La Corte, con la sentenza in commento – di portata a dire il vero non particolarmente innovativa – rinviene il discrimen fra le due figure nella congruità o meno dell’emolumento del liquidatore che deve essere apprezzata in riferimento alla natura, qualità e quantità dell’attività concretamente svolta in favore della società.
In particolare la Suprema Corte, consolidando il proprio orientamento espresso in numerosi altri pronunciati ha statuito che l’amministratore “che si ripaghi dei suoi crediti verso la società fallita relativi a compensi per il lavoro prestato, prelevando ovvero ottenendo dalla cassa sociale una somma congrua rispetto a tale lavoro, risponde non di bancarotta fraudolenta patrimoniale per distrazione, ma di bancarotta preferenziale, grazie alla presenza dell’elemento caratterizzante di tale tipo di bancarotta rispetto alla fraudolenta patrimoniale, rappresentato dalla alterazione della par condicio creditorum”.
Si tratterebbe quindi di bancarotta preferenziale e non già di bancarotta patrimoniale per distrazione, in ragione dell’assenza di un concreto e reale depauperamento del patrimonio sociale.
Infatti, un compenso sproporzionato all’attività effettivamente prestata in favore della società integrerebbe il reato di bancarotta patrimoniale per distrazione, in quanto una attribuzione siffatta configurerebbe, ex se, un decremento del patrimonio sociale. Tale ultimo elemento oggettivo non è, al contrario, ravvisabile ove il compenso sia ritenuto proporzionato, seppur in assenza di una specifica delibera assembleare.

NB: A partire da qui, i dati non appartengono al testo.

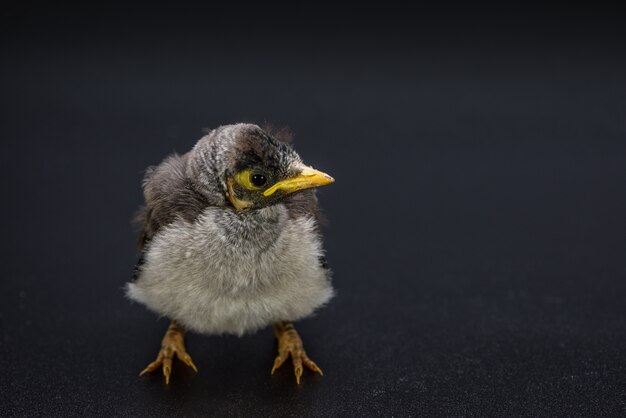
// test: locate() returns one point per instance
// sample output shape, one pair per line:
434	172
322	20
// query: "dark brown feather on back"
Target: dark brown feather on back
169	194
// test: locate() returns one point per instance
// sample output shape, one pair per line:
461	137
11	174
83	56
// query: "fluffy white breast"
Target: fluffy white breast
234	273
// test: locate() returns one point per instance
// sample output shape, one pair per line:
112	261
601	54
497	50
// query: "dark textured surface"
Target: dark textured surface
477	226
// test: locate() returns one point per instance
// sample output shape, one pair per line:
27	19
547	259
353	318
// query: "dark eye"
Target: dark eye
258	180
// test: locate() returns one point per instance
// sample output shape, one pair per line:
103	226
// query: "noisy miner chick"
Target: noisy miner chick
231	243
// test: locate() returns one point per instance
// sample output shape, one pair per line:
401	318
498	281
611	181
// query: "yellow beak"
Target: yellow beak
307	178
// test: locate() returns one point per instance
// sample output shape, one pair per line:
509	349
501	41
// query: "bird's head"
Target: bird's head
245	166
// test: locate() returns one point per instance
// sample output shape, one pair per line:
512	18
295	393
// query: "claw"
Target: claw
173	343
290	344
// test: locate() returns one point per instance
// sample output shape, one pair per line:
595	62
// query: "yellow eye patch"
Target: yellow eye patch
250	180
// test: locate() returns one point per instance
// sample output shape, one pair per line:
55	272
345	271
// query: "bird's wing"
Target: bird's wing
169	194
304	203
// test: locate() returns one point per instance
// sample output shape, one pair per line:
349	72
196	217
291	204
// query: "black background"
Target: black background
477	228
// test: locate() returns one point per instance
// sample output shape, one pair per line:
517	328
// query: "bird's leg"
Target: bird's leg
289	343
173	343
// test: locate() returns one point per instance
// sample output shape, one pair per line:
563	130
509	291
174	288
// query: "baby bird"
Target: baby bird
231	243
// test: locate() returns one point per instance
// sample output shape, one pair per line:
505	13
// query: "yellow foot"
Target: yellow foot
289	343
173	343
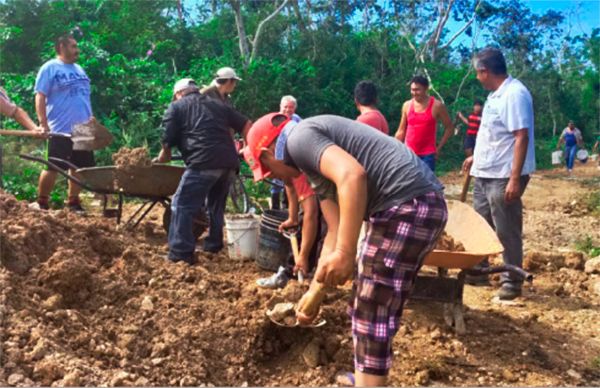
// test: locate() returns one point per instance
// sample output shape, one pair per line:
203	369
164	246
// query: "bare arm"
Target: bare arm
23	118
40	109
309	229
462	118
442	115
513	188
401	132
350	179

Orbene, la presenza di tale elemento di equità e congruità fa sì che il liquidatore ovvero l’amministratore, con la propria condotta, abbia violato (solamente) la par condicio creditorum, mediante autoliquidazione di somme sulle quali altrimenti avrebbe potuto concorrere la massa degli altri creditori sociali.
La Corte ha così annullato la sentenza e rinviato al Giudice del merito ai fini dell’accertamento della congruità o meno di tali compensi e conseguentemente di riqualificazione della fattispecie in termini di bancarotta preferenziale.